Manfred Cross was a model parliamentarian in the way he would study any issue that he approached. He was a kindly mentor, advisor and active helper to many entering the political game.
He towered above the great majority of his colleagues in Canberra, where his honesty and dignity surpassed the go-getter greed, cynicism and bullying that makes up too much of the culture of that place. Although, he had respectful relationships with fellow politicians, loved the parliament and generally would not himself hear anything against it. In 1992 he was honoured as a Member of the Order of Australia for services to the parliament and community.
From the late 1960s he had a strong partner in his wife Barbara, a person also with a history of Labor activism, whom he both cherished as a friend and saluted as an ideal “political wife”. Mrs Cross had stories of her own, opening a window on the life of politics.

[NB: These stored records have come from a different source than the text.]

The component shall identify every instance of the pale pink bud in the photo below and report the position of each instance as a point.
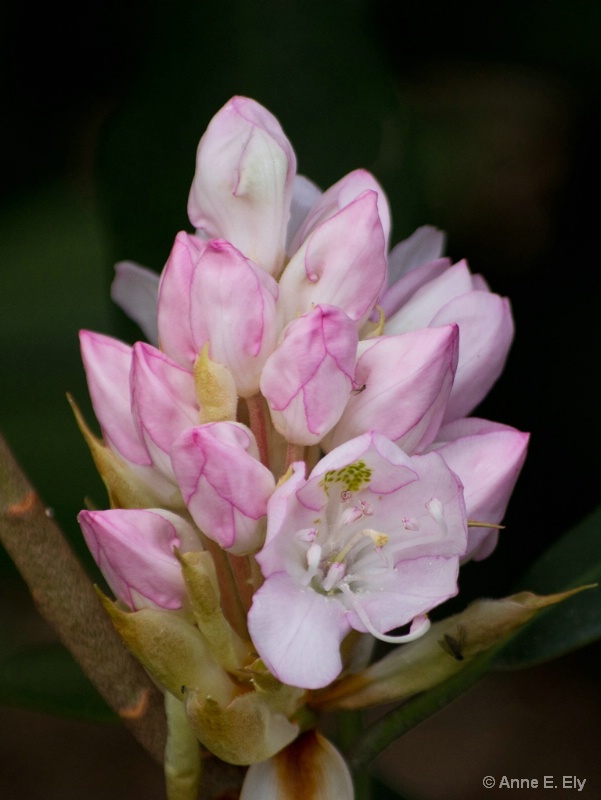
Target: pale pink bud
(107, 363)
(425, 245)
(135, 289)
(211, 294)
(308, 379)
(403, 385)
(163, 401)
(175, 334)
(232, 307)
(134, 551)
(242, 188)
(485, 329)
(487, 457)
(223, 483)
(337, 197)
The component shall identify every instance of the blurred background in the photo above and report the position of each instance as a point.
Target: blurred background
(481, 119)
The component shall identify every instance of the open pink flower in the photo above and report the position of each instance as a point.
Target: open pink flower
(370, 541)
(308, 379)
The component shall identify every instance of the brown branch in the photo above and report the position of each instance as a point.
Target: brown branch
(65, 597)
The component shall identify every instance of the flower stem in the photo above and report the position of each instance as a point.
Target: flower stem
(295, 452)
(231, 603)
(66, 598)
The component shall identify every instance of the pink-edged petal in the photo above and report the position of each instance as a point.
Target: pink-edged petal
(413, 588)
(308, 379)
(134, 550)
(341, 263)
(487, 457)
(163, 400)
(224, 486)
(404, 383)
(426, 244)
(107, 363)
(485, 336)
(175, 334)
(420, 309)
(337, 197)
(135, 289)
(242, 188)
(301, 647)
(232, 307)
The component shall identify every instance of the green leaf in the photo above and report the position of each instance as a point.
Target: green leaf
(393, 725)
(46, 678)
(574, 560)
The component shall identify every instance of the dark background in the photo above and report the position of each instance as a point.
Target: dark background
(483, 120)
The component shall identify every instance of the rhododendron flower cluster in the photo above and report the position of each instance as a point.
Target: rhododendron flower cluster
(291, 460)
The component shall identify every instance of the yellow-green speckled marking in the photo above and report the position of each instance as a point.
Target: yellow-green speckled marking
(352, 477)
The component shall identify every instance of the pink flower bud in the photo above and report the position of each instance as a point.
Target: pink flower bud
(342, 262)
(404, 383)
(487, 457)
(134, 551)
(242, 188)
(223, 483)
(308, 379)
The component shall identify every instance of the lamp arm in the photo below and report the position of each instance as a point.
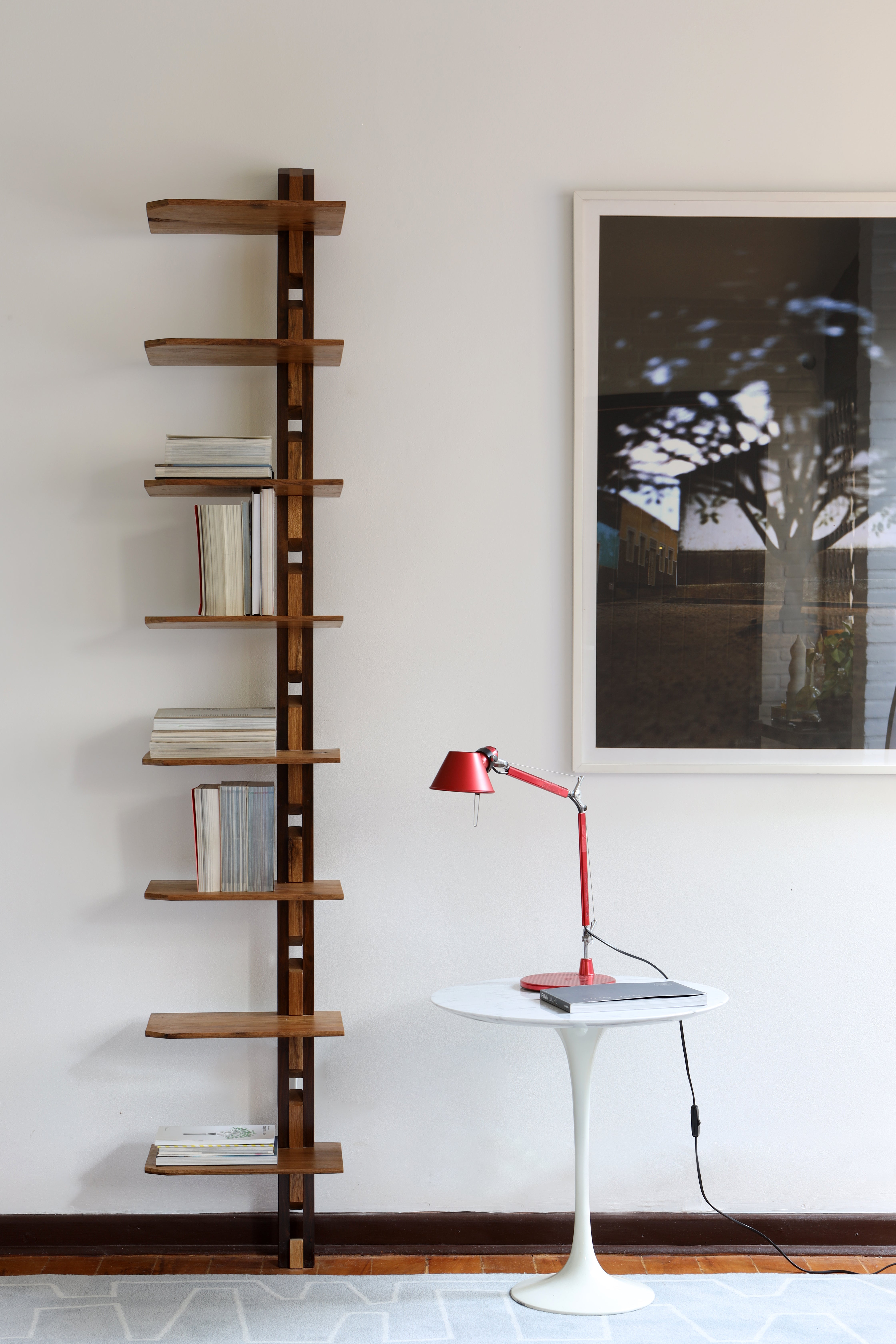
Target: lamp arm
(495, 763)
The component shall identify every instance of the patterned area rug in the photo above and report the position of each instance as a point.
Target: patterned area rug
(425, 1310)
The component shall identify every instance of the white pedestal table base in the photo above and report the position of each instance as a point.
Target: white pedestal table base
(582, 1288)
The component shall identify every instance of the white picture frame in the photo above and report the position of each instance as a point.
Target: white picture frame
(589, 208)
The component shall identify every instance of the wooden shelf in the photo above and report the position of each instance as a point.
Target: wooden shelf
(226, 1026)
(164, 890)
(245, 354)
(225, 623)
(209, 487)
(246, 217)
(320, 1160)
(319, 756)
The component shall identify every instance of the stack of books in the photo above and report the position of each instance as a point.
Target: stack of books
(234, 834)
(214, 733)
(238, 557)
(217, 1146)
(191, 458)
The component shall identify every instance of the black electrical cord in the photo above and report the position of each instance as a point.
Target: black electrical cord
(695, 1131)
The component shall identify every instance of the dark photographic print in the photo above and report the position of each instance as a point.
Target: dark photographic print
(735, 483)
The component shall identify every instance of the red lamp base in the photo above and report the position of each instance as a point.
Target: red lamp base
(559, 979)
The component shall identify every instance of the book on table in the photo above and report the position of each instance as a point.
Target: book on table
(238, 557)
(234, 837)
(217, 1146)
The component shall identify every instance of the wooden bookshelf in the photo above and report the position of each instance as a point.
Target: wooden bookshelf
(209, 488)
(295, 218)
(225, 623)
(245, 217)
(320, 1159)
(167, 890)
(257, 1026)
(244, 354)
(311, 756)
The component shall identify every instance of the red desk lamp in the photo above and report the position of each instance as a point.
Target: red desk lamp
(468, 772)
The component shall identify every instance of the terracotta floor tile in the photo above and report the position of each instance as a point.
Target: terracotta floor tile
(456, 1264)
(236, 1265)
(508, 1265)
(833, 1263)
(549, 1264)
(398, 1265)
(672, 1265)
(621, 1264)
(343, 1264)
(875, 1263)
(182, 1265)
(774, 1265)
(22, 1264)
(727, 1265)
(72, 1265)
(128, 1265)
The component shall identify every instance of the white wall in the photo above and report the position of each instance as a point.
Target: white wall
(457, 132)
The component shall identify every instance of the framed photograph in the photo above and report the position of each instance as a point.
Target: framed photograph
(735, 482)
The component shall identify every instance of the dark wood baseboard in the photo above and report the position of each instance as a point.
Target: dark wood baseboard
(445, 1234)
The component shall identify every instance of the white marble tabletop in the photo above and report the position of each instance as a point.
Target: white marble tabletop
(504, 1002)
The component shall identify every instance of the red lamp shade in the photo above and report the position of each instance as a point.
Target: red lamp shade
(463, 772)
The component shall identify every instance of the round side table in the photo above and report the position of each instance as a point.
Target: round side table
(582, 1287)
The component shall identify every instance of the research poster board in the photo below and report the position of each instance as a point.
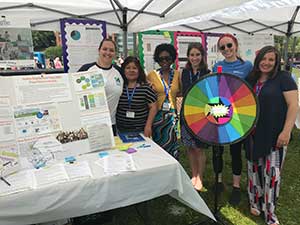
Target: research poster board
(16, 46)
(46, 118)
(80, 41)
(148, 41)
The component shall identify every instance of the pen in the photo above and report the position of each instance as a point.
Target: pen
(5, 181)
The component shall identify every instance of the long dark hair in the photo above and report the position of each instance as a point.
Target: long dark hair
(233, 38)
(142, 76)
(203, 64)
(256, 73)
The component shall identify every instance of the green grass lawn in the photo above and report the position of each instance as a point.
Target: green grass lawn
(167, 211)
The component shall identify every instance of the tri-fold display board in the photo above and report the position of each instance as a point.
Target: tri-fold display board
(44, 118)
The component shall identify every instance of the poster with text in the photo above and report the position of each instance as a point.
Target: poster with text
(16, 45)
(80, 41)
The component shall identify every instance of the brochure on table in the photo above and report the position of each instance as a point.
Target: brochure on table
(46, 118)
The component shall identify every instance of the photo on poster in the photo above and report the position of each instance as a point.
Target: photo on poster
(16, 47)
(7, 130)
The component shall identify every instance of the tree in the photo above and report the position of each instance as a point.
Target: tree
(43, 40)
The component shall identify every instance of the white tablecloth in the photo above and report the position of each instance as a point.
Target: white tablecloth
(157, 174)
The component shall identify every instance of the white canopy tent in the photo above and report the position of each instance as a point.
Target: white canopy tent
(280, 17)
(120, 15)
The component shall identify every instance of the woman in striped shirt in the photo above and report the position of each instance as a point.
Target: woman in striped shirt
(137, 105)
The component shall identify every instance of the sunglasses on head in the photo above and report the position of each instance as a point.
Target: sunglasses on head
(167, 58)
(228, 45)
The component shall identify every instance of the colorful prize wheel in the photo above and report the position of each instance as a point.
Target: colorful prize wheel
(220, 109)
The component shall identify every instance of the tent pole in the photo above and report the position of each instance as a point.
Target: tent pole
(125, 28)
(289, 34)
(286, 48)
(294, 48)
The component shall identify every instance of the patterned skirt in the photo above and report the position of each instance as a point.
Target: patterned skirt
(188, 140)
(165, 132)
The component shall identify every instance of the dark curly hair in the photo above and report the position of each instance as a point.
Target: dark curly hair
(164, 47)
(142, 76)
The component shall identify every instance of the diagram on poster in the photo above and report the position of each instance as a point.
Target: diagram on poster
(7, 131)
(9, 158)
(36, 120)
(80, 41)
(87, 81)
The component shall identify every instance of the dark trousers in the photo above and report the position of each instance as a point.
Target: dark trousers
(236, 158)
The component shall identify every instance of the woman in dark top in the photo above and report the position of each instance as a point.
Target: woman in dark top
(194, 69)
(137, 105)
(266, 145)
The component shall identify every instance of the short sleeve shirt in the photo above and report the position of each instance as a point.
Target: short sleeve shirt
(272, 114)
(155, 79)
(237, 68)
(143, 95)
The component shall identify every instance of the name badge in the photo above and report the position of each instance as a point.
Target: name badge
(129, 114)
(166, 106)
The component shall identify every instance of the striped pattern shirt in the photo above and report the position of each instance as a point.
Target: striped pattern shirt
(143, 96)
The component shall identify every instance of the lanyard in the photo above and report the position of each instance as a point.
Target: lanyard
(191, 76)
(168, 86)
(130, 96)
(258, 87)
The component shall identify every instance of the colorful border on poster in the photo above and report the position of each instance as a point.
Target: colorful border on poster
(63, 23)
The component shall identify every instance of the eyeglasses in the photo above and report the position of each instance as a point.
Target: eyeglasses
(167, 58)
(228, 45)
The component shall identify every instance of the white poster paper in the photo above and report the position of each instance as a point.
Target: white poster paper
(44, 88)
(78, 170)
(81, 39)
(9, 158)
(7, 131)
(36, 120)
(17, 182)
(16, 46)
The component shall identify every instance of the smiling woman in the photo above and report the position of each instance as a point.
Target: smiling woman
(235, 65)
(266, 147)
(166, 83)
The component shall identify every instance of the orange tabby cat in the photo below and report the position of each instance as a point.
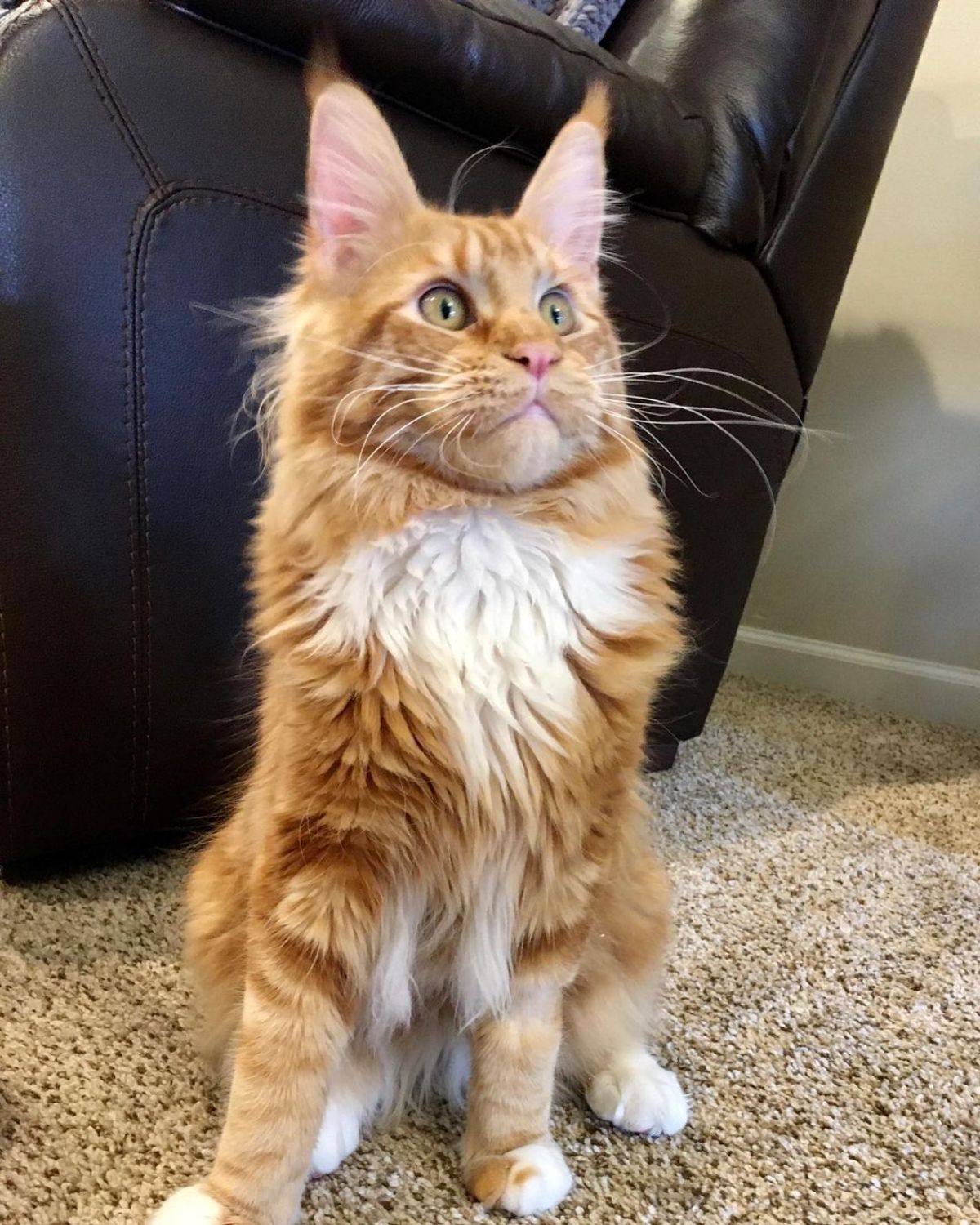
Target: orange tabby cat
(438, 871)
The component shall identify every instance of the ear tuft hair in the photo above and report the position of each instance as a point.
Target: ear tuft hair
(323, 69)
(568, 201)
(595, 107)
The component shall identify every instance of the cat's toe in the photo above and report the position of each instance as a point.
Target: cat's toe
(338, 1137)
(527, 1180)
(190, 1207)
(639, 1095)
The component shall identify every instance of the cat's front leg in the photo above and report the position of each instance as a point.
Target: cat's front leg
(309, 948)
(510, 1160)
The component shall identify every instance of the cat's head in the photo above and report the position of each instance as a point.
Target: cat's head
(474, 347)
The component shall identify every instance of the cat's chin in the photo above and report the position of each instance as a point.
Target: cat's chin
(526, 451)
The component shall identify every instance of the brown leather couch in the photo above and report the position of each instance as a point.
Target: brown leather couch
(151, 162)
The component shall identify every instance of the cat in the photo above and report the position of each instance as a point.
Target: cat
(465, 598)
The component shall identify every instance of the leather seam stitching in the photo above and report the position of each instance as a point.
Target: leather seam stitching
(92, 46)
(129, 424)
(853, 69)
(105, 95)
(7, 756)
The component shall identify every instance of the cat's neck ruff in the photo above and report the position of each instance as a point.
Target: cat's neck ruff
(480, 612)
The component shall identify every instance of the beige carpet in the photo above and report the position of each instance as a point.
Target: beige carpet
(825, 1007)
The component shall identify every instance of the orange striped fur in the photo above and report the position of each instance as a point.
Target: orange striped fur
(438, 871)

She remembered the State Parliament House garden party after the break-through election of the Goss government in 1989, noting the arrangement whereby Government invitees got the shady side of the lawn and Opposition ones got the hot sun — tickled that they had swapped over and she was enjoying the cool shadows. The couple set out some time ahead of the later wave of “grey nomads” into the interior, driving off in their 4WD on bird-watching expeditions.
Manfred Cross who died in Brisbane is survived by his wife, son Ashley and daughter Tanya, and their families.
Manfred Cross AM 12.8.29 – 30.1.24
Amongst Dr Lee Duffield’s vast journalistic experience, he has served as ABC's European correspondent. He is also an esteemed academic and member of the editorial advisory board of Pacific Journalism Review.